Jean-Pierre Lemasson se montre quant à lui indulgent envers nous: «C’est dans la race humaine d’être toujours un peu inquiet à propos de ce qu’on mange: c’est une question de survie.» Et d’après lui, si la surabondance de renseignements tend à alimenter cette angoisse, cette dernière serait néanmoins souvent justifiée. «Les pratiques en agroalimentation ne sont pas toujours géniales, dit-il. On a juste à penser à l’utilisation de pesticides. Et pour répondre à ça, notre instinct de survie fait en sorte qu’on se tourne maintenant de plus en plus vers le bio.»

Geneviève Nadeau aimerait d’ailleurs que notre instinct redevienne notre principal guide. Bien sûr, notre considération pour l’environnement ainsi que pour notre santé est louable et même vitale, à condition de ne pas en faire une maladie. L’hédonisme qui en pousse plusieurs à devenir fins gourmets et virtuoses dans leur cuisine est aussi tout à fait noble.

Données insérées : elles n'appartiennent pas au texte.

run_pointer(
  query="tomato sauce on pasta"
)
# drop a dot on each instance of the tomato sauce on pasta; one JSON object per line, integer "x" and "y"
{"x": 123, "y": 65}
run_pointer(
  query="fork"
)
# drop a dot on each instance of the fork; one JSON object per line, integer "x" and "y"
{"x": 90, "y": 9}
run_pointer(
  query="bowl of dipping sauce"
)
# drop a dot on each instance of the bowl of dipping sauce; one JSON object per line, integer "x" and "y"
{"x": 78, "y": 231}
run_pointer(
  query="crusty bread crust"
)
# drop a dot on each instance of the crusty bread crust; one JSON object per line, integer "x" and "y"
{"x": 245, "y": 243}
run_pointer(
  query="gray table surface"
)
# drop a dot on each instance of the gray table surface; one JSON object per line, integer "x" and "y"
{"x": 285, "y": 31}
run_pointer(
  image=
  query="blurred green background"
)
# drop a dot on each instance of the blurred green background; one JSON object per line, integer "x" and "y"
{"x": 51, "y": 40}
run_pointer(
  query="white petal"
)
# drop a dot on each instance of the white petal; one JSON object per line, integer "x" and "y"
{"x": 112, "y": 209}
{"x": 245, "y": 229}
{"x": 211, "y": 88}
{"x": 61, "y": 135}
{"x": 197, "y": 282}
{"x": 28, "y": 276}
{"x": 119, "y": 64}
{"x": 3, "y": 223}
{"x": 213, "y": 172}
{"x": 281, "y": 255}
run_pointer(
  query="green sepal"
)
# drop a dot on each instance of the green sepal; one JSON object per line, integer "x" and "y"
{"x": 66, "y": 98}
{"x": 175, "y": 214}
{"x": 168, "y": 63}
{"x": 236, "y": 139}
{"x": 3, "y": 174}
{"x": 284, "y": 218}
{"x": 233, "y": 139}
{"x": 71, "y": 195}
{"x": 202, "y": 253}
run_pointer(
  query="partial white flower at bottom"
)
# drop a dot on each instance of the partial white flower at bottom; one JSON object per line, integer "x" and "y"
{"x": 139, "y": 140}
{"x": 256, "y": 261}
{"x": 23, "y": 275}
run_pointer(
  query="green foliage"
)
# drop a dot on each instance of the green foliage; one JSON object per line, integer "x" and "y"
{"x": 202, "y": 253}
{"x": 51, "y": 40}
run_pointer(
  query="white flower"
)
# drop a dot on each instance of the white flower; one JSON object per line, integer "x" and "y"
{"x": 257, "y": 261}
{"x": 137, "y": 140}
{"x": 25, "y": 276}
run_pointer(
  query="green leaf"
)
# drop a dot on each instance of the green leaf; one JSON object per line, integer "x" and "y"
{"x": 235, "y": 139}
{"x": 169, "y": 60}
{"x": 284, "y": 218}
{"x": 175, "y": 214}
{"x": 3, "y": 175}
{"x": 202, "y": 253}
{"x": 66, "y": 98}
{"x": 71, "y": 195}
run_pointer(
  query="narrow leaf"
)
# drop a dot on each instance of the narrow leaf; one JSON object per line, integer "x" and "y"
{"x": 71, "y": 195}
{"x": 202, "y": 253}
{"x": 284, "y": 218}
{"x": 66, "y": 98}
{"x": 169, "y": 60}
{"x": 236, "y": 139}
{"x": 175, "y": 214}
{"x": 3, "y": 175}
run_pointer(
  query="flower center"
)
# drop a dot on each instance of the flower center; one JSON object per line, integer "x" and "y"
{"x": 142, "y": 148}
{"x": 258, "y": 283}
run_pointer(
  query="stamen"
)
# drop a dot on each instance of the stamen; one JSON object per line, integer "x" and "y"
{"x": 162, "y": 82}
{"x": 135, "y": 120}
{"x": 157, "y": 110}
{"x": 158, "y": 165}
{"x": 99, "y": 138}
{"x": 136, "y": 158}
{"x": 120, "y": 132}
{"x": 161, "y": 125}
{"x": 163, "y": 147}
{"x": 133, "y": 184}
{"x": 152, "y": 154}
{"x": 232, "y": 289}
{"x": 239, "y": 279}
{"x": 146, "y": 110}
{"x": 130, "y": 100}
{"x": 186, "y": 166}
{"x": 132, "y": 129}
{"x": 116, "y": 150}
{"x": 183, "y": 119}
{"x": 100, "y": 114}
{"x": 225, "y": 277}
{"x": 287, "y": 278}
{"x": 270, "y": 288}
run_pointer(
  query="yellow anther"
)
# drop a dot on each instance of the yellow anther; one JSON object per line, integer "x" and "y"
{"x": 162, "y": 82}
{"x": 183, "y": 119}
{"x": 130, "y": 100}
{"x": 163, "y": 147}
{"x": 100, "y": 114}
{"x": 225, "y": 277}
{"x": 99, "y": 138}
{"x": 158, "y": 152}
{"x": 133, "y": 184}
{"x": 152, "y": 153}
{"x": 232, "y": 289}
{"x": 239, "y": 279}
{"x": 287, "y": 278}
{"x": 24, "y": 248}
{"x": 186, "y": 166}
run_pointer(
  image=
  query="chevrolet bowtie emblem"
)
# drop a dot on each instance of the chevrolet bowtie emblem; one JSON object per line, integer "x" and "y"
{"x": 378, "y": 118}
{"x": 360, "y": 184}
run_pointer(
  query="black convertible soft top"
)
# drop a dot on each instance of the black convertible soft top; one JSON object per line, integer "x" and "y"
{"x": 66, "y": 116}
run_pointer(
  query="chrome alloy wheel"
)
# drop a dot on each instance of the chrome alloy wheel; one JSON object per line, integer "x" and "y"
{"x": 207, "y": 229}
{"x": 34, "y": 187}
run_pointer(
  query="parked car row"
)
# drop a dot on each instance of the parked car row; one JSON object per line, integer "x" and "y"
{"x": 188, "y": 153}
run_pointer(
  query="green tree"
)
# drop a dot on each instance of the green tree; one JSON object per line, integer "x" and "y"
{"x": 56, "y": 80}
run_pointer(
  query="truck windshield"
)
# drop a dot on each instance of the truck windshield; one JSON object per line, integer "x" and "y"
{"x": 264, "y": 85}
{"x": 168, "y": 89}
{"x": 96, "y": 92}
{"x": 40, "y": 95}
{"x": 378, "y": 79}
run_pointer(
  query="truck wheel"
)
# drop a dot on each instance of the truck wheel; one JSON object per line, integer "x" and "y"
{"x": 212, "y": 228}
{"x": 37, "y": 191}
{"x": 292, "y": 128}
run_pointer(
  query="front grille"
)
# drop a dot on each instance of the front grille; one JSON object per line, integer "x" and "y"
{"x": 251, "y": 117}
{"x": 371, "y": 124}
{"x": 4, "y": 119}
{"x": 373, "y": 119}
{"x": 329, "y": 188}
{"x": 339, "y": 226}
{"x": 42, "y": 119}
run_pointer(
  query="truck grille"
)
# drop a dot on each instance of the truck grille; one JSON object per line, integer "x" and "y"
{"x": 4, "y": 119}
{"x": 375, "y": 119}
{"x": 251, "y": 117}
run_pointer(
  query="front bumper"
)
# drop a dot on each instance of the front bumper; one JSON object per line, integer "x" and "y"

«Par intérêt pour notre santé, par amour des belles assiettes colorées, par désir d’offrir le meilleur à mes enfants, je cuisine beaucoup et bien. Mais c’est de plus en plus difficile de le faire sans culpabilité. Du gluten, c’est pas bon? Et le poisson d’élevage? Et faut-il s’inquiéter des milliers de kilomètres que parcourent mes fruits et légumes plusieurs mois par année? Ça me stresse.»

Anaïs, 37 ans

«J’ai quatre enfants. Oui, je me soucie de ce qu’ils mangent et de leur santé. Mais il ne faut pas virer fou! Ce n’est pas parce qu’ils mangent des Oreo qu’ils vont avoir le cancer! Il y a des mères qui m’ont déjà regardée croche parce que je permets des choses à mes enfants de temps en temps, comme de s’empiffrer de dessert ou de manger du fast-food. J’étais le démon en personne. Je pense qu’on est devenus complètement paranos à propos de la nourriture!»